Tuesday, February 16, 2010

The Implications of the Mechanostat Theory on growing taller

This article is incredibly outdated right now and I don't know how to fix it as of yet.

The mechanostat theory is problematic to theory of creating microfractures in the cortical bone to increase height.  The mechanostat theory essentially states that it takes a 1.5% change in bone length to cause a fracture in the cortical bone.  The Mechanostat theory does not distinguish between fracture and microfracture.

The mechanostat theory states that bone modeling is incited when the bone changes in length by .15%.  It's not clear whether the adaptation is a result of a change in the width of the periosteum or is it a case of trabecular microfracture.

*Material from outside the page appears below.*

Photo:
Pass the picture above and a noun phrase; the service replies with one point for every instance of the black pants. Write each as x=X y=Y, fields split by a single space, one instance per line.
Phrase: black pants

It is more likely to be a healing of trabecular microfractures thus resulting in decreased porosity of the bone.  The three determinants of bone density being size(what we want), porosity, and bone mineral content.  It's pretty clear that bone modeling is possible with average weights and exercise.  If the bone modeling range is achieved by say 20lbs dumbell bench which could compress the bone by .15%, then it would take a 200lbs dumbell bench to compress the bone by 1.5%.  Using 200lbs dumbells on the bench is elite level.

So, we either have to find exercises that change the bone length by 1.5% or we have to prove that the mechanostat is flawed.  Given that the mechanostat theory was developed in 1960 and that bone research remains heavily flawed even today, I choose the latter option.  It's hard to believe that all the bone microfractures would occur in the trabecular bone and none would occur in the cortical bone in the bone modeling range.

The Utah paradigm of skeletal physiology: an overview of its insights for bone, cartilage and collagenous tissue organs.

"...adding them to the 1960 paradigm led to the still-evolving Utah paradigm of skeletal physiology that concerns, in part, how load-bearing skeletal organs adapt to the voluntary mechanical loads on them."

So it is possible that cortical microfractures occur in the bone modeling range and therefore it is possible to perform plausible exercises to cause them.  Crisis averted.

We have to encourage scientists to look less at stress-strain laws and the growth of bone and more on microfractures.